About CST interpolation

Eli Bendersky has written a short overview article about Pythons _ast module which is supposed to make working with parse trees simpler by transforming them into other trees i.e. abstract syntax trees.

In this article I want to talk a bit about my reservations against this approach which is mostly justified by common wisdom, “convenience” and what not. IMO AST’s are a stumbling stone in the advancement of language front ends and you can do many things elegantly and more generic without them. They are there for a reason though and it is not easy to see immediately why you better get away with plain old concrete syntax trees ( CSTs ).

There are two major reasons I love CSTs.

  1. Parse trees are unambiguously represented by a grammar. So once you know the grammar you also no how to find and arrange nodes. For context free languages the grammar contains all syntactical information you’ll ever need.
  2. The reversion to source code is trivial. Just traverse the parse tree inorder, visit the leaf nodes containing terminals and concatenate their string content. Only whitespace has to be inserted.
  3. For parsing purposes grammars are translated into finite state machines. Those machines can also be used for non-parsing purposes like parse tree interpolation which provides most of the benefits of ASTs but won’t cause any additional translation overhead.

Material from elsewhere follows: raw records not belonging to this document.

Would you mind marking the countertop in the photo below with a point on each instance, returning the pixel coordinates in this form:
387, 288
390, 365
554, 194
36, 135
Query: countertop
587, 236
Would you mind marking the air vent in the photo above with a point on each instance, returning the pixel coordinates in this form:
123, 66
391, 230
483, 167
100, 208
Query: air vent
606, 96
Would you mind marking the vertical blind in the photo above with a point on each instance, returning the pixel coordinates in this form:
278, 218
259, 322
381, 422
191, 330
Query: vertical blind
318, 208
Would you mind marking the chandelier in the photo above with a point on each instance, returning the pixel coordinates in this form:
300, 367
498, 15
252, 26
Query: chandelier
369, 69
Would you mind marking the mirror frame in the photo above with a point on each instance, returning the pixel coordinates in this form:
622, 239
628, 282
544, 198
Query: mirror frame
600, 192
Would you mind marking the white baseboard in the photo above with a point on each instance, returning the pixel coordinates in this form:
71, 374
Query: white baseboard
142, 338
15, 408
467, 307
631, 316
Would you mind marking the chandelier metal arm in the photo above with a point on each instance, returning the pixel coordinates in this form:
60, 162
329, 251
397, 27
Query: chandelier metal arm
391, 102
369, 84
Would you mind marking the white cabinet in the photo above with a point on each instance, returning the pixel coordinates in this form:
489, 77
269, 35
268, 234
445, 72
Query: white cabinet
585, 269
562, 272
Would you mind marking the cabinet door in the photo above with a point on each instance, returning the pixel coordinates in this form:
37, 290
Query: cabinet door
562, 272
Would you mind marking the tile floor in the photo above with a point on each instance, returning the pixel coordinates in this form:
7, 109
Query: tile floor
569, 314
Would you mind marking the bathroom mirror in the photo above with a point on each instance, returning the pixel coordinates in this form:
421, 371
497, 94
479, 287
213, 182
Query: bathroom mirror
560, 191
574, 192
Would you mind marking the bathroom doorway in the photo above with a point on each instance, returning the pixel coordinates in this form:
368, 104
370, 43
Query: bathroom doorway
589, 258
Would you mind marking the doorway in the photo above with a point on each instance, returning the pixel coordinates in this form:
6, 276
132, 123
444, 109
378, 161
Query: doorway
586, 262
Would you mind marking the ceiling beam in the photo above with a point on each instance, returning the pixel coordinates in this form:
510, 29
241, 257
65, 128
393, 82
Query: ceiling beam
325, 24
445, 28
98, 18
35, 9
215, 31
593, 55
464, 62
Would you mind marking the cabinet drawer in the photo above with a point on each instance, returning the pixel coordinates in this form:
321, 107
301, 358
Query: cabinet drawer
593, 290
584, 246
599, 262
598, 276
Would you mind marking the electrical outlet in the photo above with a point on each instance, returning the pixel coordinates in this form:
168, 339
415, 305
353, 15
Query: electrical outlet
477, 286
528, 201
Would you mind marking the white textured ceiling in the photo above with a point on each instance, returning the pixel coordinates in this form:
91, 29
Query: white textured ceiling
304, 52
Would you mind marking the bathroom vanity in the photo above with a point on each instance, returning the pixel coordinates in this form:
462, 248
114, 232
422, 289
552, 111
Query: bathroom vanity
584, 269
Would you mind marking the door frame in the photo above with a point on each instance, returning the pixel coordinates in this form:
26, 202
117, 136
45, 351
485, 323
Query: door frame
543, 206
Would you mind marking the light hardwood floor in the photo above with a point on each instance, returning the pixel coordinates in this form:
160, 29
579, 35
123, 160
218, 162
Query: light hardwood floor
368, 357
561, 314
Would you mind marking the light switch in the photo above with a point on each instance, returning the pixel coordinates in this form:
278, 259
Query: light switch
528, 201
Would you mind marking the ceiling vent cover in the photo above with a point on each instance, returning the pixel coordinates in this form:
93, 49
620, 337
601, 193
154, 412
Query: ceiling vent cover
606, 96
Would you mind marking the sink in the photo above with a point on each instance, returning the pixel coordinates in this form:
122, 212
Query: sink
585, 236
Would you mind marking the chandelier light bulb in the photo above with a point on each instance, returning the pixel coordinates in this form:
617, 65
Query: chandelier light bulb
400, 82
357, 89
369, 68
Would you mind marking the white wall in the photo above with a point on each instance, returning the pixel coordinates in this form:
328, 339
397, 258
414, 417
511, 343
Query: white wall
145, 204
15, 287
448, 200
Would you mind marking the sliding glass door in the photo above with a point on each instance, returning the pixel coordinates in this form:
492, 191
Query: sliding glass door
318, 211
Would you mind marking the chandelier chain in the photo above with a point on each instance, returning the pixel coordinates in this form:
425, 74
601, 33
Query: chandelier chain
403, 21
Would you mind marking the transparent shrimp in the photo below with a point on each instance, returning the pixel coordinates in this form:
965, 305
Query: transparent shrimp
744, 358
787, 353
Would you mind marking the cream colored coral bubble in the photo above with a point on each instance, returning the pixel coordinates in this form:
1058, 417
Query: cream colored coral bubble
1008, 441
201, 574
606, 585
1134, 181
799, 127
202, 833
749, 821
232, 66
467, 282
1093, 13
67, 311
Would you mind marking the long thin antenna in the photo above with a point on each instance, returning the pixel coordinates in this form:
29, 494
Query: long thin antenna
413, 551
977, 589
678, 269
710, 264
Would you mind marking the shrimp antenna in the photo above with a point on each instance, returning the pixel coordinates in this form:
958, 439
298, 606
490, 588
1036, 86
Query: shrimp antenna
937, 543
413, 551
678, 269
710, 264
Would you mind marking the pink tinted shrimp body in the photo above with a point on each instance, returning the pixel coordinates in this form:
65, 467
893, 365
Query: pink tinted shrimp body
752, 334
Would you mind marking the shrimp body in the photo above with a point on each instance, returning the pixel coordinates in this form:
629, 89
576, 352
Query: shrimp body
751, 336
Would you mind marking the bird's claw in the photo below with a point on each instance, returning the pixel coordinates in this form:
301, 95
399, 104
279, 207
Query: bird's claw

I assume 1. and 2. won’t tell anything new to the reader and it might be 3. which might contain novel information. The major argument can be summarized using the following diagram

A grammar gives rise to a number of finite state machines – in fact one machine for one grammar rule. Not only are those machines used to parse source code into CSTs but they can also be used to operate on them. In particular they are used to

  • check correctness of CSTs under transformations
  • connect individual CST nodes through sequences of other CST nodes ( interpolation ).
  • insert CST nodes into sequences of CSTs nodes which make up the content of a particular CST node (autocompletion)

Any of those tools/services only depend on the given grammar and are universally applicable to all languages. It is not much unlike `regexps` and `regexp` engines which uniformly apply matching and searching to all strings.

Only in the combination of verification, interpolation and autocompletion CSTs actually become handy for manipulation tasks. They also serve as a foundation for tools which are more close to the actual source code and define transformations in code without any additional syntax. That’s also why EasyExtend and successors will never see a particular macro language. Just like ASTs, macros are an obsolete technology in the light of proper language oriented transformation tools.

Parse tree representations

Take a look at the following AST constructor kept as an example from Eli’s article

Expression(
  body=BinOp(
         left=Str(s='xy'),
         op=Mult(),
         right=Num(n=3)))

The `Expression` constructor takes a node of type `BinOp` and produces a node of type `Expression`. It is used to represent that actual Python expression `”xy”*3`.

Now take take a look at the following kludge which represents the same information in the form of a concrete syntax tree:

>>> import parser
>>> parser.expr('"xy"*3').tolist()
[258, [326, [303, [304, [305, [306, [307, [309, [310,
[311, [312, [313, [314, [315, [316, [317, [3, '"xy"']]]],
[16, '*'],
[315, [316, [317, [2, '3']]]]]]]]]]]]]]]], [4, ''], [0, '']]

The concrete parse tree is represented in the form of a nested list and yields all sorts of numerical tags which identify grammar rules being applied in top down parsing. The numerical tags shall be called node identifiers or short node ids.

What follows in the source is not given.